Department of Transportation Secretary Pete Buttigieg, who has had his hands full with airline issues this summer, recently said that the federal government needs to re-think the way it approaches regulation of the aviation industry.
“We’ve been due for a refresh on a lot of our rules toward airlines and when you get it right, the entire system is better off – certainly passengers are better off,” Buttigieg told Reuters. “(Airlines) have a responsibility to take good care of passengers and we have a responsibility to hold them accountable.”
So far, however, for all the good words from Buttigieg and other politicians, it’s been just that. Words, with little to no action.
In late June, Buttigieg – who himself was the victim of airline delays and cancellations, necessitating him to drive to New York instead of fly from Washington – threatened that the federal government had the power to compel airlines to hire more workers to deal with shortages.
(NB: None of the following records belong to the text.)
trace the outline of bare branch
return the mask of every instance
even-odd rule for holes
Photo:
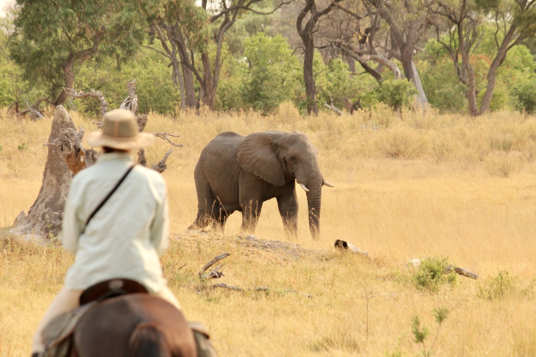
[[[169,142],[170,144],[171,144],[174,146],[178,146],[178,147],[184,146],[182,144],[176,144],[174,142],[173,142],[170,140],[169,140],[169,138],[168,138],[168,136],[173,136],[173,138],[180,138],[181,135],[175,135],[174,134],[170,134],[169,133],[154,133],[154,136],[157,136],[157,138],[160,138],[161,139],[163,139],[165,140],[167,140],[168,142]]]
[[[91,92],[84,92],[81,90],[79,92],[76,92],[75,91],[75,89],[65,87],[63,88],[63,90],[68,95],[70,95],[73,98],[77,98],[79,99],[86,98],[86,97],[94,97],[95,98],[98,98],[101,101],[101,114],[104,116],[104,115],[108,112],[108,102],[107,102],[106,100],[105,99],[102,92],[100,90],[95,92],[95,89],[91,89]]]
[[[199,272],[199,276],[200,276],[201,275],[203,274],[203,273],[205,272],[205,271],[207,269],[209,269],[209,268],[210,268],[211,267],[212,267],[213,265],[214,265],[214,264],[215,264],[216,263],[217,263],[218,261],[221,260],[222,259],[223,259],[224,258],[227,257],[228,256],[229,256],[230,255],[231,255],[231,254],[229,253],[224,253],[223,254],[221,254],[221,255],[218,255],[218,256],[217,256],[216,257],[215,257],[214,259],[213,259],[212,260],[210,261],[210,262],[209,262],[208,263],[207,263],[206,264],[205,264],[204,265],[204,266],[203,266],[203,267],[201,269],[201,271]]]

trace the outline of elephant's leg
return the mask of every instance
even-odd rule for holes
[[[285,233],[291,238],[296,238],[298,232],[298,200],[296,190],[278,196],[277,206],[283,220]]]
[[[250,199],[243,202],[241,200],[242,208],[242,228],[243,232],[253,234],[257,226],[257,219],[260,214],[263,201],[260,199]]]
[[[216,221],[216,214],[221,206],[206,180],[200,178],[196,179],[196,188],[197,191],[197,216],[188,227],[189,230],[203,229],[211,222]]]

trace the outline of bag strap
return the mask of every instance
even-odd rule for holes
[[[111,196],[111,195],[114,194],[114,192],[115,192],[115,191],[117,189],[117,188],[121,185],[122,183],[123,183],[123,181],[124,181],[125,178],[126,178],[126,176],[129,174],[129,173],[130,173],[130,171],[132,171],[132,169],[134,168],[135,166],[136,166],[136,165],[132,165],[130,168],[129,168],[129,169],[126,170],[126,172],[125,172],[124,174],[123,175],[123,177],[121,177],[121,178],[120,179],[119,181],[117,181],[117,183],[115,184],[115,186],[114,186],[114,188],[112,188],[111,191],[110,191],[109,193],[108,194],[108,195],[106,196],[106,197],[105,197],[103,200],[102,200],[102,201],[99,204],[99,206],[96,207],[96,208],[95,208],[93,210],[93,211],[91,212],[91,214],[90,215],[90,217],[87,218],[87,220],[86,221],[86,225],[84,226],[84,229],[82,230],[82,233],[84,233],[84,231],[86,230],[86,227],[87,226],[87,225],[90,223],[90,221],[91,220],[91,218],[93,218],[93,216],[94,216],[96,214],[96,212],[99,211],[99,210],[100,210],[102,207],[102,206],[104,206],[104,204],[106,203],[106,201],[108,201],[108,199],[109,199],[110,197]]]

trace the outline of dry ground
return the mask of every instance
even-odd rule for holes
[[[71,115],[94,130],[93,118]],[[0,111],[2,227],[37,196],[50,123]],[[193,171],[203,147],[223,131],[270,129],[308,135],[324,177],[336,186],[323,191],[321,239],[309,236],[300,192],[296,241],[285,238],[274,200],[263,207],[257,245],[238,237],[239,213],[224,235],[186,231],[195,217]],[[398,118],[385,109],[303,118],[282,105],[267,117],[151,115],[146,131],[182,136],[184,147],[174,148],[163,173],[173,234],[162,264],[187,317],[209,328],[220,355],[412,356],[423,348],[438,356],[536,355],[536,118],[433,111]],[[148,161],[168,149],[159,141]],[[338,238],[371,259],[336,252]],[[0,355],[24,356],[72,257],[61,246],[5,233],[0,248]],[[201,267],[225,252],[230,253],[222,262],[225,275],[215,282],[270,290],[240,292],[201,283]],[[418,290],[416,270],[407,262],[430,256],[480,277],[460,277],[435,293]],[[480,297],[494,291],[503,293]],[[434,309],[440,308],[449,315],[433,347]],[[416,316],[430,332],[424,346],[412,332]]]

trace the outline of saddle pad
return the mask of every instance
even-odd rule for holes
[[[43,331],[43,340],[46,346],[43,357],[67,355],[71,345],[69,338],[75,330],[77,323],[95,303],[90,302],[72,311],[61,314],[47,325]]]

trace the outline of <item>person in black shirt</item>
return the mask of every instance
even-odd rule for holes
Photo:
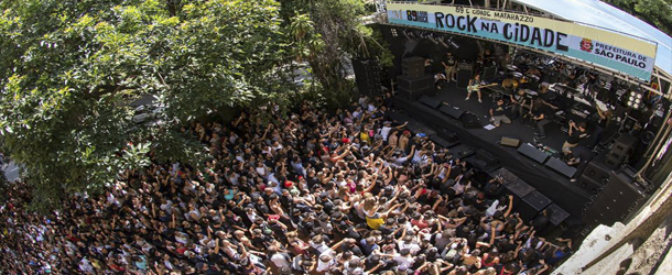
[[[588,134],[586,133],[586,123],[581,122],[578,123],[578,125],[576,125],[574,121],[570,121],[570,131],[567,132],[567,134],[570,135],[567,138],[567,141],[562,144],[562,152],[565,153],[565,155],[572,154],[572,148],[576,147],[581,140],[588,136]]]
[[[455,80],[455,65],[457,65],[457,62],[455,61],[455,57],[453,57],[453,53],[447,52],[446,56],[441,61],[441,65],[443,65],[446,70],[447,81]]]
[[[499,127],[502,122],[507,124],[511,123],[511,120],[505,114],[503,99],[500,98],[497,100],[497,103],[490,108],[490,121],[492,121],[495,127]]]
[[[544,139],[546,138],[545,125],[551,123],[551,117],[553,116],[553,110],[544,103],[541,103],[532,111],[532,121],[536,127],[536,132],[534,133],[538,138]]]

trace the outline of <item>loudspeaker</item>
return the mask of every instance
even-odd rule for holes
[[[611,169],[605,165],[605,155],[593,158],[593,161],[586,165],[586,169],[582,176],[590,178],[600,185],[606,185],[609,180],[609,172],[611,172]]]
[[[505,186],[507,195],[513,195],[513,209],[520,206],[520,201],[530,193],[534,191],[534,187],[530,186],[522,179],[518,179]]]
[[[497,75],[497,66],[483,68],[483,79],[490,79]]]
[[[481,167],[481,170],[486,173],[490,173],[501,167],[501,165],[499,165],[499,158],[490,154],[490,152],[488,151],[481,148],[476,150],[476,158],[485,163],[485,166]]]
[[[435,94],[436,94],[436,89],[434,88],[434,86],[424,88],[424,89],[416,89],[416,90],[399,88],[399,95],[401,97],[403,97],[404,99],[411,100],[411,101],[415,101],[415,100],[420,99],[420,97],[422,97],[422,96],[433,96]]]
[[[456,120],[462,118],[462,116],[464,114],[464,111],[462,111],[459,109],[455,109],[449,106],[442,106],[441,108],[438,108],[438,110],[445,114],[448,114],[448,117],[456,119]]]
[[[453,155],[453,158],[463,160],[476,154],[476,148],[466,144],[459,144],[455,147],[452,147],[448,152]]]
[[[472,64],[460,63],[457,65],[457,88],[467,88],[469,80],[474,75]]]
[[[359,94],[370,98],[382,95],[380,68],[376,61],[355,58],[353,59],[353,70],[355,72]]]
[[[421,77],[424,75],[424,59],[422,57],[403,58],[401,72],[405,77]]]
[[[562,174],[563,176],[565,176],[567,178],[572,178],[574,176],[574,174],[576,173],[575,167],[572,167],[572,166],[567,165],[566,163],[564,163],[563,161],[560,161],[555,157],[551,157],[551,160],[549,160],[549,162],[546,162],[545,165],[546,165],[546,167]]]
[[[553,213],[551,213],[551,224],[555,227],[570,218],[570,213],[555,204],[551,204],[546,209],[553,210]]]
[[[507,169],[505,167],[501,167],[499,169],[491,172],[490,177],[492,177],[492,178],[501,177],[505,186],[520,179],[518,176],[516,176],[513,173],[511,173],[509,169]]]
[[[529,221],[536,217],[541,210],[551,205],[551,199],[546,198],[543,194],[538,190],[533,190],[528,196],[522,198],[522,204],[518,207],[518,213],[524,221]]]
[[[584,221],[590,226],[611,226],[621,221],[643,198],[643,188],[635,185],[629,175],[611,172],[609,183],[583,213]]]
[[[608,180],[608,179],[607,179]],[[597,195],[601,191],[604,184],[601,182],[595,182],[593,178],[585,174],[576,180],[578,187],[590,195]],[[606,182],[605,182],[606,183]]]
[[[420,77],[397,77],[399,89],[407,89],[411,91],[423,90],[430,87],[434,87],[433,75],[421,75]]]
[[[438,106],[441,106],[441,102],[438,102],[438,100],[427,97],[426,95],[423,95],[422,97],[420,97],[419,101],[422,102],[423,105],[429,106],[432,109],[436,109],[436,108],[438,108]]]
[[[616,141],[614,142],[614,146],[611,146],[611,153],[614,153],[616,156],[618,156],[618,158],[620,158],[621,156],[627,155],[630,150],[632,150],[632,146],[635,146],[637,138],[624,133],[618,136],[618,139],[616,139]]]
[[[459,120],[462,121],[462,127],[464,129],[483,128],[483,125],[480,125],[480,123],[478,122],[478,117],[476,117],[476,114],[474,113],[464,113],[462,118],[459,118]]]
[[[449,147],[453,147],[453,146],[459,144],[459,142],[446,141],[445,139],[441,138],[441,135],[438,135],[438,134],[430,135],[430,141],[433,141],[434,143],[438,144],[440,146],[442,146],[444,148],[449,148]]]
[[[549,155],[546,155],[546,153],[541,152],[540,150],[535,148],[534,146],[532,146],[530,143],[524,143],[522,145],[520,145],[520,147],[518,148],[518,153],[532,158],[534,162],[538,163],[545,163],[546,160],[549,160]]]
[[[449,131],[446,129],[437,129],[436,134],[438,134],[438,136],[446,140],[447,142],[459,143],[459,136],[457,136],[457,133],[455,133],[453,131]]]
[[[520,140],[502,135],[501,141],[499,141],[499,144],[502,146],[518,147],[520,146]]]

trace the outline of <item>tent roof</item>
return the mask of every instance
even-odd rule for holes
[[[672,75],[672,37],[598,0],[512,0],[555,18],[600,26],[658,43],[655,67]]]

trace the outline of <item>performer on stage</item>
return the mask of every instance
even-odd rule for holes
[[[509,95],[509,97],[511,99],[511,114],[513,116],[511,119],[514,120],[520,117],[522,120],[523,107],[528,101],[525,98],[525,91],[518,90],[516,95]]]
[[[469,85],[467,86],[467,98],[465,98],[465,100],[469,100],[472,92],[474,91],[476,91],[476,95],[478,95],[478,102],[483,102],[480,100],[480,75],[476,75],[472,80],[469,80]]]
[[[441,61],[441,64],[444,66],[446,70],[446,79],[449,82],[451,80],[455,81],[455,67],[457,62],[455,57],[453,57],[453,53],[447,52],[446,56]]]
[[[490,121],[495,127],[499,127],[502,122],[510,124],[511,120],[505,114],[503,99],[497,100],[497,103],[490,108]]]

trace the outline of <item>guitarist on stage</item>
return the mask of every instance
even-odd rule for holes
[[[453,57],[453,53],[447,52],[446,57],[444,57],[443,61],[441,61],[441,64],[446,69],[447,81],[448,82],[451,82],[451,80],[455,81],[455,67],[457,65],[457,62],[455,61],[455,57]]]

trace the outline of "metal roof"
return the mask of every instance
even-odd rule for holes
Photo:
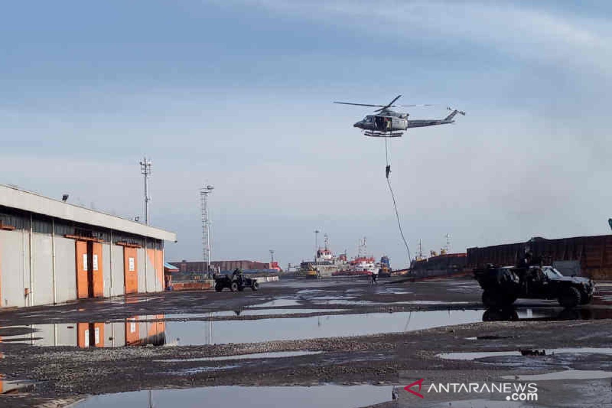
[[[174,232],[64,202],[13,186],[0,184],[0,206],[149,238],[176,240]]]

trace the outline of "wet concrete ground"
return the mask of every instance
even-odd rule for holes
[[[324,396],[325,390],[335,390],[332,393],[340,396],[347,384],[357,384],[375,387],[365,395],[381,395],[381,387],[387,395],[341,398],[346,404],[329,406],[408,406],[413,401],[403,390],[398,401],[389,401],[389,390],[401,385],[400,374],[407,369],[433,368],[441,379],[457,370],[468,376],[500,370],[523,376],[612,371],[609,353],[520,354],[521,350],[609,347],[612,285],[599,289],[592,305],[574,310],[553,301],[519,300],[514,309],[491,311],[483,309],[480,290],[469,278],[387,280],[375,286],[347,279],[286,280],[265,284],[258,292],[167,292],[6,311],[0,312],[4,357],[0,373],[7,382],[27,379],[37,384],[33,390],[0,396],[0,406],[61,406],[88,395],[196,387],[200,391],[173,395],[180,401],[184,397],[179,396],[199,392],[221,401],[234,392],[228,390],[231,387],[265,385],[271,388],[263,394],[261,388],[249,393],[233,389],[269,395],[267,407],[286,406],[285,390],[297,396],[305,386],[316,385],[311,393]],[[87,341],[79,337],[85,330]],[[97,347],[85,347],[89,344]],[[507,354],[474,360],[439,355],[502,351]],[[248,354],[255,355],[244,355]],[[236,355],[243,358],[231,358]],[[591,384],[584,387],[597,387],[605,377],[600,376],[584,380]],[[228,388],[215,387],[220,385]],[[293,387],[281,388],[276,399],[275,390],[281,385]],[[152,395],[160,401],[155,406],[170,406],[161,402],[166,398],[163,391]],[[95,401],[133,406],[132,397],[118,402],[116,396],[105,398]],[[184,397],[185,404],[191,398]],[[326,406],[327,399],[322,397],[316,406]],[[82,406],[100,406],[94,401]],[[560,402],[542,406],[561,406],[554,405]],[[259,406],[249,403],[225,405]]]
It hasn’t happened yet.
Two U.S. Senators also proposed a bill that airlines refund passengers in cash if a flight is canceled after they knew it wasn’t going to be able to go ahead as scheduled. That’s still up in the air.
Buttigieg did say the government has been more proactive and has completed 10 investigations into U.S. airlines and will follow up with enforcement action.
“We’re untying our own hands with the update on unfair and deceptive practices,” Buttigieg told Reuters.
Buttigieg added that he was encouraged by the progress airlines have made in the face of the pilot and staffing shortages. “But I think you can tell that they are not there yet. I think this summer provided a lot of reminders of why customers expect our department to have their back.”